Suite aux écrits de Kouznetsov, l’hospice du monastère de Valaam était presque perçu comme un camp de concentration, où régnaient la faim et des conditions de vie déplorables. Mais Semenov indique le nombre de personnes handicapées qui y vivaient : 1952 - 876, 1953 - 922, 1954 - 973, 1955 - 973, 1956 - 812, 1957 - 691. Cela témoigne clairement d’un taux de mortalité relativement bas pour des personnes handicapées.
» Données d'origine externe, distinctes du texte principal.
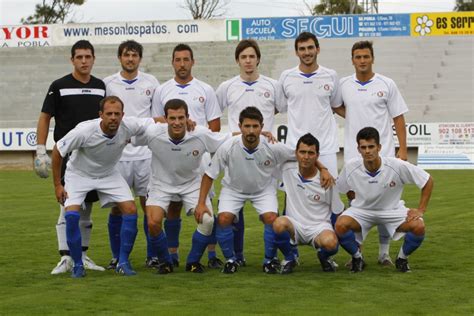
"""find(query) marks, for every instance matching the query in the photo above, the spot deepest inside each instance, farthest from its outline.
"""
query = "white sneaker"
(385, 260)
(64, 265)
(89, 264)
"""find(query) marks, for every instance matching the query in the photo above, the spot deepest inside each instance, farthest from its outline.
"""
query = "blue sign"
(327, 26)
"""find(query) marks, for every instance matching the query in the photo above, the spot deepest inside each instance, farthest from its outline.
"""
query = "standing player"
(96, 147)
(204, 110)
(371, 99)
(70, 100)
(308, 205)
(176, 162)
(249, 162)
(378, 185)
(310, 95)
(136, 90)
(248, 88)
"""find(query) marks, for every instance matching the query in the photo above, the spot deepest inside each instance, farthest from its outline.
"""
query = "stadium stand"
(435, 74)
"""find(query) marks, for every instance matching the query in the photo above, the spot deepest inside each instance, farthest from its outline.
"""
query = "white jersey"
(94, 154)
(248, 171)
(236, 94)
(175, 165)
(136, 94)
(306, 201)
(380, 190)
(373, 103)
(309, 99)
(199, 96)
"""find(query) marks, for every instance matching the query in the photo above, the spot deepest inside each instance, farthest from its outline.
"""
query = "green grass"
(441, 282)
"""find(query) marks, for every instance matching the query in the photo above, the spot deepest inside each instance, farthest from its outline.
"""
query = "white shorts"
(264, 201)
(387, 220)
(110, 189)
(137, 174)
(305, 234)
(157, 197)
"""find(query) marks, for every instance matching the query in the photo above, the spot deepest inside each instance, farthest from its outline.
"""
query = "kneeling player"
(378, 185)
(175, 164)
(308, 204)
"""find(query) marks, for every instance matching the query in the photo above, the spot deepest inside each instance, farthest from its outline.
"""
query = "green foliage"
(52, 11)
(440, 284)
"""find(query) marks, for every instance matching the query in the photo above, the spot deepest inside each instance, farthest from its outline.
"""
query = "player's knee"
(207, 224)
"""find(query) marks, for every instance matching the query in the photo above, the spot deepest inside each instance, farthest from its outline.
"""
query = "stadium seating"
(435, 74)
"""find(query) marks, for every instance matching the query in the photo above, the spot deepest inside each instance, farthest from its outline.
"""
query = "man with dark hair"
(249, 162)
(248, 88)
(176, 161)
(136, 89)
(309, 206)
(378, 185)
(371, 99)
(96, 147)
(70, 100)
(204, 110)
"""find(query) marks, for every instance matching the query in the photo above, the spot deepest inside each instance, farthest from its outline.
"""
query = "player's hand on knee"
(199, 212)
(61, 194)
(42, 162)
(414, 214)
(327, 180)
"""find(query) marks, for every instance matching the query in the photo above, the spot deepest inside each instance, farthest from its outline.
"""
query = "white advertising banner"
(446, 156)
(113, 33)
(22, 139)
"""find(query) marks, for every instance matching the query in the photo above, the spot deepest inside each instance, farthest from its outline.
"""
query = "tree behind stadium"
(52, 11)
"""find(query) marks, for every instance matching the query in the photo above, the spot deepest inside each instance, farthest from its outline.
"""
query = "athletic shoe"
(215, 263)
(90, 265)
(125, 269)
(112, 264)
(230, 267)
(358, 265)
(64, 265)
(195, 267)
(272, 266)
(152, 262)
(326, 263)
(385, 260)
(288, 266)
(78, 271)
(241, 262)
(402, 265)
(165, 268)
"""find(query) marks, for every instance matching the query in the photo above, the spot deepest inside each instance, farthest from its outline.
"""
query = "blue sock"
(172, 229)
(115, 223)
(159, 245)
(149, 251)
(326, 253)
(282, 241)
(269, 242)
(239, 229)
(348, 242)
(225, 237)
(128, 233)
(198, 245)
(411, 243)
(73, 236)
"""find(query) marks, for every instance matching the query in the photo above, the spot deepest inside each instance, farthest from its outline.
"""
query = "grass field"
(441, 282)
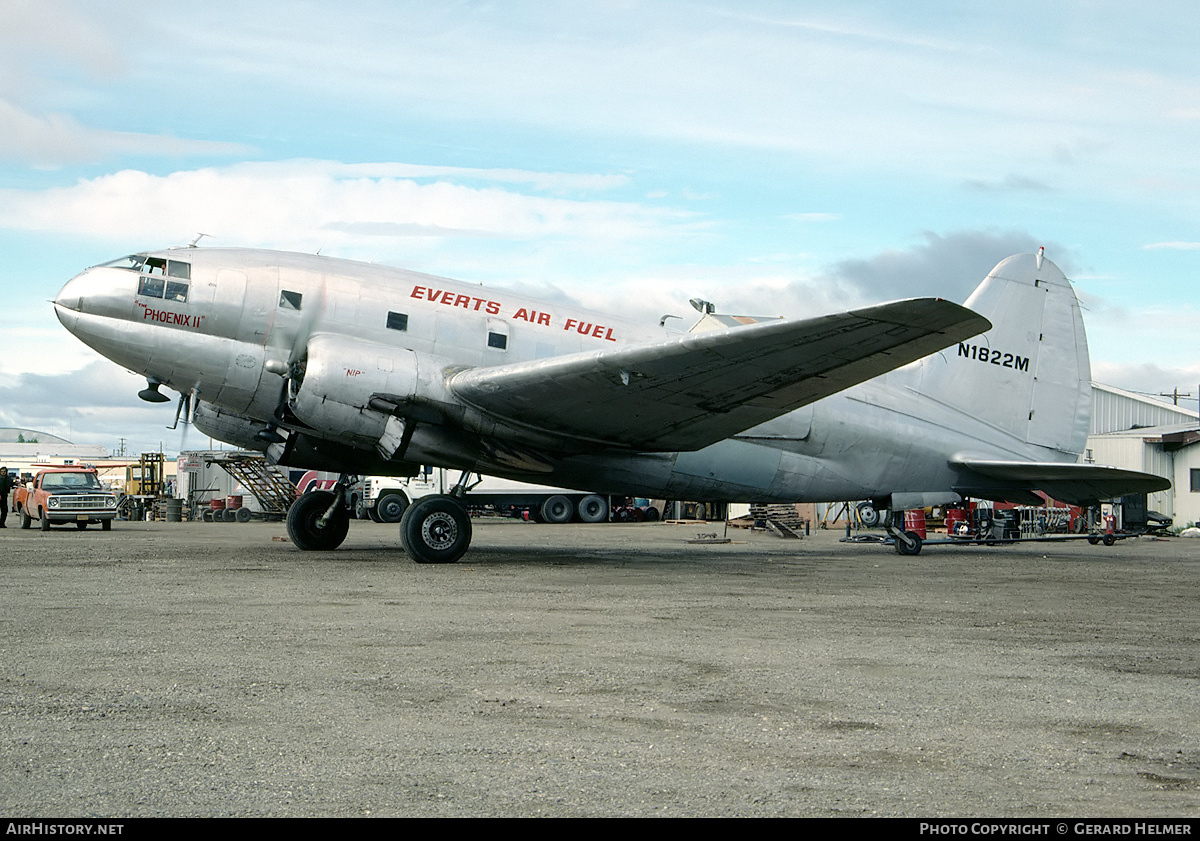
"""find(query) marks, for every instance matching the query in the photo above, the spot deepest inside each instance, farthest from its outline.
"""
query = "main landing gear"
(319, 520)
(433, 529)
(906, 542)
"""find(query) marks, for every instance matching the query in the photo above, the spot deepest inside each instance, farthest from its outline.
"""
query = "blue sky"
(774, 157)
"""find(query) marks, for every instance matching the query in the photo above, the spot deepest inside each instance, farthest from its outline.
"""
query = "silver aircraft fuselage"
(228, 325)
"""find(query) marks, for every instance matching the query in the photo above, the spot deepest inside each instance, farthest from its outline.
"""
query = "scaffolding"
(273, 490)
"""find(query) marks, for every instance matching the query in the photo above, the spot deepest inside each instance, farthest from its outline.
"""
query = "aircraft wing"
(1078, 484)
(702, 388)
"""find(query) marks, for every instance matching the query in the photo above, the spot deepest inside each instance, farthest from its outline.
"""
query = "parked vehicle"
(71, 494)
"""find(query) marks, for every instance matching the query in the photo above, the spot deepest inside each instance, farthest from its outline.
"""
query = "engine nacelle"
(343, 377)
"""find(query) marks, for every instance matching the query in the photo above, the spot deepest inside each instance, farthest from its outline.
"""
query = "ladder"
(264, 481)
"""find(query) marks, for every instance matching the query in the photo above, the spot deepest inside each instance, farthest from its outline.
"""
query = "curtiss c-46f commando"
(359, 368)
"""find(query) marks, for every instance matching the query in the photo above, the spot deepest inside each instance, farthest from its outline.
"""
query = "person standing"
(5, 490)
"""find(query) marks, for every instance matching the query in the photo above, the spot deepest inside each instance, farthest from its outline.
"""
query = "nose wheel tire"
(436, 530)
(304, 522)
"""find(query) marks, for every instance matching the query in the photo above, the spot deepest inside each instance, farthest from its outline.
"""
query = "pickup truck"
(70, 494)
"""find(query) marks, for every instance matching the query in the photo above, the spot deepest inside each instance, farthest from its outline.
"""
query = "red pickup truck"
(69, 494)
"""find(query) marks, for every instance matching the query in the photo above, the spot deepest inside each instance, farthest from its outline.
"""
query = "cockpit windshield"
(160, 277)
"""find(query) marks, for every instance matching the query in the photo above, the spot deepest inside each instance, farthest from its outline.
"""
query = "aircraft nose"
(72, 294)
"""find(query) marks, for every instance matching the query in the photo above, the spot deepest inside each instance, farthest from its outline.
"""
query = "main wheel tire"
(436, 530)
(557, 510)
(904, 548)
(391, 506)
(593, 509)
(304, 516)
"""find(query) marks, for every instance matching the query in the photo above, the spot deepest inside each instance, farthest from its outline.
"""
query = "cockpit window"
(160, 277)
(133, 262)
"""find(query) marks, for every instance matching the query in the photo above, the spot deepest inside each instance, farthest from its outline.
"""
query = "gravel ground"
(213, 670)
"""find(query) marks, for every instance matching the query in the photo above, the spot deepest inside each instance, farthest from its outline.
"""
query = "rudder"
(1030, 376)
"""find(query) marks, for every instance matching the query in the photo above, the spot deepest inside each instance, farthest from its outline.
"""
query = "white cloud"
(1173, 246)
(304, 204)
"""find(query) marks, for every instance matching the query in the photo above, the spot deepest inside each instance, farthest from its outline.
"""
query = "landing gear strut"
(319, 520)
(437, 529)
(906, 542)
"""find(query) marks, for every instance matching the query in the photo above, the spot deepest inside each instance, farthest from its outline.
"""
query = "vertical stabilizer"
(1030, 376)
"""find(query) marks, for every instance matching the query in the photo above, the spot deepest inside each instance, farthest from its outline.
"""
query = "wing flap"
(697, 389)
(1077, 484)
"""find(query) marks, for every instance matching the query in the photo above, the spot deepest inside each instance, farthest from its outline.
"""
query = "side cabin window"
(497, 334)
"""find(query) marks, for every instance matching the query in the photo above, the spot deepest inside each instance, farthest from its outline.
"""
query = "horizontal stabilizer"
(1067, 482)
(701, 388)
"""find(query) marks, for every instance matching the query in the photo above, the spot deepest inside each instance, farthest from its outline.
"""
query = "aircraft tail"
(1030, 376)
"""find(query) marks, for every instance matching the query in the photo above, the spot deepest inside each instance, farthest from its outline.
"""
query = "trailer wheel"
(557, 510)
(436, 530)
(390, 506)
(593, 509)
(904, 548)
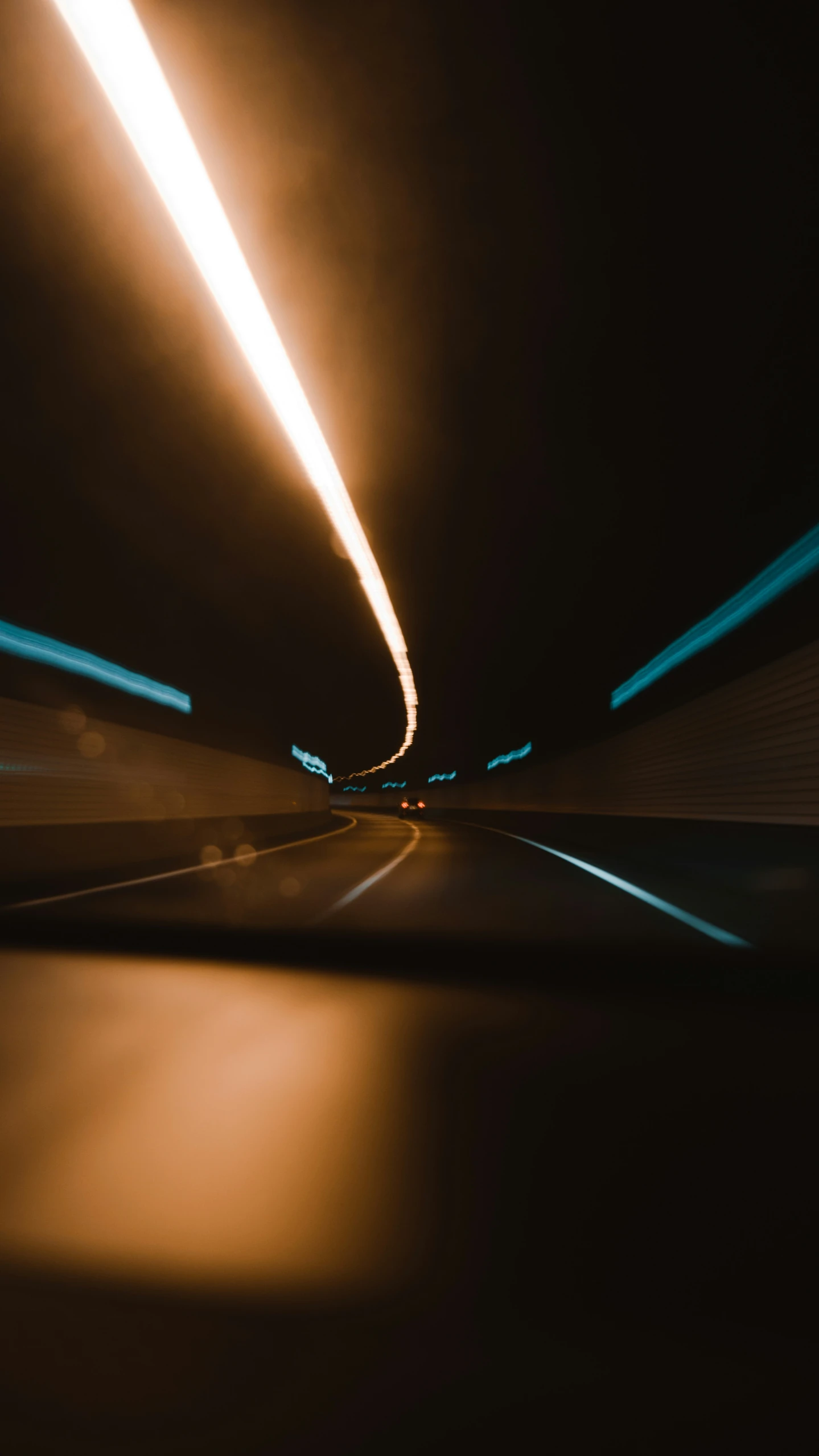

En passant, comme on le dit souvent, les personnes handicapées n’ont pas été emmenées de « toute l’URSS » : elles ont été transférées dans des institutions similaires dans les régions voisines. Des cours destinés à apprendre la cordonnerie ou la comptabilité ont été organisés pour les aider à trouver du travail. En outre, de nombreuses lettres et documents ont été retrouvés, prouvant que toutes les personnes handicapées étaient autorisées à rentrer chez elles - si elles avaient une maison dans laquelle retourner. Les documents montrent également que les invalides pouvaient réellement partir à tout moment, et beaucoup le faisaient, parfois pour se saouler en ville avant d’être ramenés par la police soviétique.
La loi fournissait également un traitement spécial aux invalides de guerre. Un ancien soignant de sanatorium a notamment rappelé : « Une fois, un ancien condamné m’a attaqué dans la cuisine, il était fort, avait une jambe de bois et vous ne pouviez pas vous défendre, vous seriez poursuivi et perdriez obligatoirement le procès. Il m’a frappé et je n’ai pas pu riposter ! Mais le directeur adjoint est alors venu et l'a frappé si fort qu'il est tombé en arrière. L’ancien condamné n’a pas porté plainte : il savait qu’il avait tort ! ».